Earlier this year, I had a lot more free time at my job to listen to podcasts, and I started listening to 1UP Yours/Listen Up from 2009, and found it very interesting how Resident Evil 5 was handled. There was a lot of talk about "huh, sure is weird you shoot exclusively black people in this game", but then it would be followed up either with a joke, or just a quick move on. I think there would be a lot more discussion if this happened in 2019 instead of 2009
 

JeremyParish

Retronaut
Verified
Oct 25, 2017
538
Raleigh, NC
A few people were writing/talking about how poorly games handled sex/violence/race/gender in the '00s... but as one of those people, I recall those conversations were not so much shut down as dismissed as needless hand-wringing. Games media was mostly straight white dudes a decade ago, and we have the luxury of not having to engage with that kind of material if we don't want. Games journalism has benefited immensely from the past decade's influx of women/non-white/queer voices. It's a shame written media is being strangled to death, because the press as a whole is much smarter and more vibrant than it was 10 years ago.
 

dan2501

Member
Feb 6, 2019
16
Absolutely loved the MGS episode. One of my friends is a massive MGS fan and has been trying for years to get me to play it, and it's just never appealed to me for some reason, but I listened to the episode anyway, and since listening have finally begun playing the PS1 version of the game. It is everything I expected after listening to the pod, what an experience. The build-up to fighting Gray Fox is one of the most intense and thrilling build ups to a boss fight I've ever experienced, remarkable that it came out in 1998.

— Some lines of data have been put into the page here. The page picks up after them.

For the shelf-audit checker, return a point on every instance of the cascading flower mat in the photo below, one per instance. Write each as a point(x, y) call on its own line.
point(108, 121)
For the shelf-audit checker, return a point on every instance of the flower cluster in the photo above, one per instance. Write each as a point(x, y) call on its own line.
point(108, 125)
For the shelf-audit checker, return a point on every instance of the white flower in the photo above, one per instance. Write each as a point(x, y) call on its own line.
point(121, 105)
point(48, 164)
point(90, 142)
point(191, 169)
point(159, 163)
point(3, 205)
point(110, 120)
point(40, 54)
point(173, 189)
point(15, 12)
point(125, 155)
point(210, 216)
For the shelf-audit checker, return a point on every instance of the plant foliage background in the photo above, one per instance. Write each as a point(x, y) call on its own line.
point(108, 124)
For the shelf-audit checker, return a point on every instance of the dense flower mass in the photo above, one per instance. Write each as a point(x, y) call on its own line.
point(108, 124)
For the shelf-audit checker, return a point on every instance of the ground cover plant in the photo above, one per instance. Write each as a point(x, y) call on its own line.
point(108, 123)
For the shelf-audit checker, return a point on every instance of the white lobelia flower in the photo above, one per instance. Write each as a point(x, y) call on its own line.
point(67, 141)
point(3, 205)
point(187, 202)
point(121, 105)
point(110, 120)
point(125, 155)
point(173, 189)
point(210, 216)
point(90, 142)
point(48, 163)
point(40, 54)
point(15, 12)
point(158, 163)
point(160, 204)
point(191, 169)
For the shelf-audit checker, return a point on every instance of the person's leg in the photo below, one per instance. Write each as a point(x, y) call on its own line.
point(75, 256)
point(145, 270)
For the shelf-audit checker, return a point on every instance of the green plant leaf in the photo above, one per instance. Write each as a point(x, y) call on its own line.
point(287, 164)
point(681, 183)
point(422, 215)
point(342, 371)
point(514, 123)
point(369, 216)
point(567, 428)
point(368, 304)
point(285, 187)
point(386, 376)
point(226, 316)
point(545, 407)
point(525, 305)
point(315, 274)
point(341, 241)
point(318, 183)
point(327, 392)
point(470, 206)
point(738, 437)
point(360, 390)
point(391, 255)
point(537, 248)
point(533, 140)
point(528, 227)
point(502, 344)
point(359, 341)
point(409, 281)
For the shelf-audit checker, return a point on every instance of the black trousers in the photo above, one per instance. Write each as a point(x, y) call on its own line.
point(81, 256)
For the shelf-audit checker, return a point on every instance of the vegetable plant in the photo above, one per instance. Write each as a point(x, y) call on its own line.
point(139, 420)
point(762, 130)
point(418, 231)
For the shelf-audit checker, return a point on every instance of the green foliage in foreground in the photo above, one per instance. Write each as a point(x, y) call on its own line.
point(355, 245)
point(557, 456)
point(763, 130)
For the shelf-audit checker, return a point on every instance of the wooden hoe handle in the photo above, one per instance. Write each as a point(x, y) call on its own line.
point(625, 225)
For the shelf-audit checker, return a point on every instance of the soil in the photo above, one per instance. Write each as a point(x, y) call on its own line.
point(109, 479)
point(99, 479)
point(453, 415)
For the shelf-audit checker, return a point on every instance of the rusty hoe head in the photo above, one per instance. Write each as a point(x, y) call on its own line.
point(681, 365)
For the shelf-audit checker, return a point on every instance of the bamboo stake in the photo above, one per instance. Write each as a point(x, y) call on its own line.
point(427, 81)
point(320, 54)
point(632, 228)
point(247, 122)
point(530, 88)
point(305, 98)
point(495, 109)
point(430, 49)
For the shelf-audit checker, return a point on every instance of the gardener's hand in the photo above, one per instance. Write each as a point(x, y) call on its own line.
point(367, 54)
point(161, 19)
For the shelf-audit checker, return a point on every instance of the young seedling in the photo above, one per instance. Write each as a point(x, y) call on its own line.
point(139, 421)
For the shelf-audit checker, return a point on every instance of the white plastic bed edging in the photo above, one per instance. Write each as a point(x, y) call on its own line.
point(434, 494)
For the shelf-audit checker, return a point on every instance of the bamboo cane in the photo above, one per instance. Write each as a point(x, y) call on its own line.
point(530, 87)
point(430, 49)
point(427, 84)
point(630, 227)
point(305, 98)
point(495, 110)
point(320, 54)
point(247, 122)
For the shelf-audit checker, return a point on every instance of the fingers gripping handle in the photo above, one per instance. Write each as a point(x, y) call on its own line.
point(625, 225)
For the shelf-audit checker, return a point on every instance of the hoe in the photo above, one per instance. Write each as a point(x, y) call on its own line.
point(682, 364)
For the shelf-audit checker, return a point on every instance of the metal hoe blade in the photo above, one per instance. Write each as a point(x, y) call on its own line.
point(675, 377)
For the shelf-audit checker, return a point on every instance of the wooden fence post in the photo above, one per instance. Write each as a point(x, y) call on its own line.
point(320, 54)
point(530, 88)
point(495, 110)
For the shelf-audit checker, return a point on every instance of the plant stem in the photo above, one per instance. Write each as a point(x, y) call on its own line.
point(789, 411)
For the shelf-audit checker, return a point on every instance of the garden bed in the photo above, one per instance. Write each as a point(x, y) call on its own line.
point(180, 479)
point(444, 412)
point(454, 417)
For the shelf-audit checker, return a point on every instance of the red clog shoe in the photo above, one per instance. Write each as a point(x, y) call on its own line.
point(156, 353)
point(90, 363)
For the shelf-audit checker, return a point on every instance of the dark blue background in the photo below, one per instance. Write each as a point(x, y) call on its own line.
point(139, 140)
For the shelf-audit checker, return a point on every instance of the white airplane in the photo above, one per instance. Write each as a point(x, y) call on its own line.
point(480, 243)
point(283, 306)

It's also not just MGS, Retronauts has inspired me to play so many different games that I'd missed because I was too busy playing yearly release sports titles. I have a new found love for whole new genres of video games and I have Retronauts to thank for that. Keep up the awesome work JeremyParish
 

residentgrigo

Banned
Oct 30, 2019
3,726
Germany
The most recent 2009 episode (No. 258) was a mess and could frankly use a re-recording. The year deserves much much better. One of the few episodes I outright disliked and I head them all. Benj and Chris together are the worst combo possible. Don´t start with this ep or you will never listen again. Which sucks, as this is the best gaming podcast ever.

I get why Benj is a RN regular guest due to his PC knowledge but Chris is on the wrong show altogether with RN. Stick him on What a Cartoon.